The researchers found a markedly different response in the colon. In that part of the intestine, the ketogenic diet suppressed tumor development, consistent with findings from earlier mouse research.
However, the new study also challenged the proposed explanation for that protection. Ketone bodies did not appear to be directly responsible for the colon effect either.
“Given how much attention has been paid to ketone bodies like BHB, both as a commercial health trend and in recent high-profile studies suggesting BHB suppresses colon cancer, we fully expected them to be the direct drivers,” Yilmaz said. “Instead, our experiments in genetically engineered mice revealed that these molecules are essentially metabolic bystanders.”
The findings suggest that the dietary fat itself and the way cells use it may matter more than the presence of ketones. They also illustrate why effects observed in one organ or type of cancer cannot necessarily be applied to another.
The study does not establish whether the same biological responses occur in humans. The mice had genetic changes that made them particularly susceptible to intestinal tumors, and laboratory diets do not fully represent the many ways people construct ketogenic diets.
Real-world ketogenic eating patterns can differ in their total calories, fiber content, protein level and sources of fat. Those differences could influence how the diet affects the digestive system and overall health.

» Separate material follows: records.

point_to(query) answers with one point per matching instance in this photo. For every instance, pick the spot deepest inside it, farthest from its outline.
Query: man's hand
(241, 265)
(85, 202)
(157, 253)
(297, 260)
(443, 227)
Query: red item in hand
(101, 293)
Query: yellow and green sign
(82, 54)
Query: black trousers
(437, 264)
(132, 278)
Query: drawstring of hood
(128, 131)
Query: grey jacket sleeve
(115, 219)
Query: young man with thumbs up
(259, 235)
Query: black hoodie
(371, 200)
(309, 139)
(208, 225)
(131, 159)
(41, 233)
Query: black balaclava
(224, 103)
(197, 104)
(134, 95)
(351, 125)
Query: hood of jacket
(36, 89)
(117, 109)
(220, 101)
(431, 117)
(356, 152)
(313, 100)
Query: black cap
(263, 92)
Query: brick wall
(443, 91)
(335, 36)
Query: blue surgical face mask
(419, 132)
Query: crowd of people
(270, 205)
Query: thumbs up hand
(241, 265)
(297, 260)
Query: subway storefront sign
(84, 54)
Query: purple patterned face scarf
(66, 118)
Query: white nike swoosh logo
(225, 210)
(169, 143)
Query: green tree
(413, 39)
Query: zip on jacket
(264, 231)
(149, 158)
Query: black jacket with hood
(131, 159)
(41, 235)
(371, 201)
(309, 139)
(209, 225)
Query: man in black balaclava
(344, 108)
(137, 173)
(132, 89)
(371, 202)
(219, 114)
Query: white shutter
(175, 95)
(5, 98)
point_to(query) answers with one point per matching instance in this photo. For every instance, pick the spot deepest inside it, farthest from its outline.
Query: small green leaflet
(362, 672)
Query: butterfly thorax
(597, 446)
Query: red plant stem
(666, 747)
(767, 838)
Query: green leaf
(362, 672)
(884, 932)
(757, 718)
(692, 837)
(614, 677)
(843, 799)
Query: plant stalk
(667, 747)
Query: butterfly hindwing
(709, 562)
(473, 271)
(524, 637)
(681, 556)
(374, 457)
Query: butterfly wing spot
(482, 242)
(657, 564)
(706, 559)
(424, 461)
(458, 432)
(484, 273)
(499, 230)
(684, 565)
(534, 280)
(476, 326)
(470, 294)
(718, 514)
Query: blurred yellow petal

Small intestinal cancer is also uncommon in the general population. The findings may be especially relevant for future research involving people with inherited conditions that greatly increase their susceptibility to intestinal tumors, but the study did not evaluate patients with those conditions.
The results also do not mean that ketogenic diets have been shown to protect people against colon cancer. Both the apparent small intestinal risk and colon benefit were observed in experimental mouse models, not in studies tracking human cancer diagnoses.
Because the effects were linked to dietary fat metabolism rather than ketone bodies, the researchers said commercially sold ketone drinks or supplements would not be expected to reproduce either the tumor-promoting or tumor-suppressing effects seen in the mice.
The findings should not prompt people using a medically supervised ketogenic diet for epilepsy or another health condition to stop treatment. Decisions about therapeutic diets should be made with a qualified health professional who can consider an individual’s condition, medications and nutritional needs.
Researchers now plan to investigate why the small intestine and colon responded so differently to the same diet.
“The deeper question is why the same diet has opposite consequences in two adjacent parts of the gut,” lead author Fangtao Chi said. “That is what we are working to understand next.”
The research was supported by grants and awards from the National Institutes of Health, the National Cancer Institute, the Pew-Stewart Trust, the American Federation for Aging Research, the Damon Runyon Cancer Research Foundation, the American Gastroenterological Association, the MIT Stem Cell Initiative through Fondation MIT, the Koch Institute, the Kathy and Curt Marble cancer research award, the Koch Institute–Dana-Farber/Harvard Cancer Center Bridge Project and the Biswas Postdoctoral Fellows Program.